Secrets & scapegoats
Local author takes on America’s tendency to lay blame and stifle dissent
At least America is consistent. That’s the first and most obvious take-away from Jay Feldman’s latest book, Manufacturing Hysteria: A History of Scapegoating, Surveillance, and Secrecy in Modern America. The Davis resident and author has turned his attention to—relatively—contemporary history, concentrating on the U.S. government’s attempts to stifle dissent, marginalize minorities and keep citizens in the dark during the 20th century.
In fact, as Feldman told SN&R during an interview last week, what surprised him most about the research was how the same sort of fear, scapegoating and surrender of civil liberties had repeated itself over the modern period—and right into today’s news.
“How similar the language is, the rhetoric: ‘If you’re not with us, you’re against us. If you’re against us, you must be with them,’” he said. It’s not just something cooked up by the marketing wing of the Iraq War machine, he noted, but is instead found all the way back in the period of World War I.

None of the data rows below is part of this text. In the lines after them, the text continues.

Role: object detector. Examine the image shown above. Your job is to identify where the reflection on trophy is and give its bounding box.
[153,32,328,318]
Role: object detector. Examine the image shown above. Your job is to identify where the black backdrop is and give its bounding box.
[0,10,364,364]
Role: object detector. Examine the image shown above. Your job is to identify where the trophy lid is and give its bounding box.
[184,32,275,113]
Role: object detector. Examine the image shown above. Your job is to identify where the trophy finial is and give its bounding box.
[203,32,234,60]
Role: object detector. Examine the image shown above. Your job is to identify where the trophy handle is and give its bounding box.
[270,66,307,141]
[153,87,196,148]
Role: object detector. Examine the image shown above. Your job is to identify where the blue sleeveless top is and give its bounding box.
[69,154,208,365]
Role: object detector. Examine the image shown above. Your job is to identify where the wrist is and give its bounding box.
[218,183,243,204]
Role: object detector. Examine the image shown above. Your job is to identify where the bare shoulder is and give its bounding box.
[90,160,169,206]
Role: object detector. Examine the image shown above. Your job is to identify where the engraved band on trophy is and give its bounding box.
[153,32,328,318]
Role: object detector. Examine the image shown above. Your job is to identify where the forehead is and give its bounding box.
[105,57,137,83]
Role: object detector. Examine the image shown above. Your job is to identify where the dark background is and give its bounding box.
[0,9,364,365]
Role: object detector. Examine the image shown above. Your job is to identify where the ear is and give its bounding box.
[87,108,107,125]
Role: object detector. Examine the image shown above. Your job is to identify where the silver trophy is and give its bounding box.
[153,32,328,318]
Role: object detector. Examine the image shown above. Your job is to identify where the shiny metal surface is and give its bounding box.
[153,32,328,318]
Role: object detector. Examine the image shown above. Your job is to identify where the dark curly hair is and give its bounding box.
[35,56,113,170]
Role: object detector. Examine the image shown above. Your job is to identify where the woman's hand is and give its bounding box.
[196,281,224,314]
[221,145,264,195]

“There was a meeting in New York, and Mayor John Purroy Mitchell spoke to a crowd at Madison Square Garden,” Feldman recounted. “It could’ve been [President George W.] Bush speaking. It could have been [President Ronald] Reagan.”
The speech included the phrase, “You are for America or you are against her.”
“We’ve heard that a lot in our lifetimes,” Feldman said.
Manufacturing Hysteria examines attacks on resident aliens and pacifists during the World Wars, two Red scares in which socialists and communists were hunted vigorously, two separate periods of deportation of Mexican workers, the internment of Japanese immigrants and Americans of Japanese descent during World War II, and the activities on COINTELPRO, which spied of American citizens during the Vietnam War era.
It’s all as familiar as today’s newsfeed, and it raises the question: Do we ever learn?
Feldman’s answer is that he doesn’t know. But we’re still pursuing the same course, for instance, on the issue of immigration from Mexico. During tough times in the Great Depression, there was a large-scale “voluntary repatriation” of Mexicans who had sought work in the United States.
“You look back at that operation in 1930s, then fast-forward 20 years to 1954 to Operation Wetback,” said Feldman. In six months during 1954, the U.S. government deported as many Mexican workers as had been “repatriated.”
“Now we’ve got these new laws, like [Senate Bill] 1070 in Arizona, and you have to really ask yourself, is this an intelligent way to do things?” said Feldman. “This is the third time we’ve done this, and it hasn’t solved anything. If nothing else, just in terms of sheer practicality, it doesn’t work.”
While he’s hesitant to trot out the famous quote by George Santayana about history repeating itself—“It’s become a cliché,” he said—Feldman does make the point that the same process is in play every time America finds itself in a crisis.
“One of the most serious and insidious things undermining democracy is the scapegoating of minorities, because denying the civil liberties of any group, no matter how small, is a first step toward denying the civil liberties of all,” he said. “And the thing that scapegoating brings with it, inevitably, is surveillance and secret government.”
Why is this so enmeshed?
“It’s because if there’s a bad guy out there, we’d better keep our eye on him,” Feldman said. “By the way, we’d better keep our eye on everybody, because that guy might not look like what we expect.” Eventually, the surveillance is extended because “the threat could be anyone.”
That’s key for his study of our history.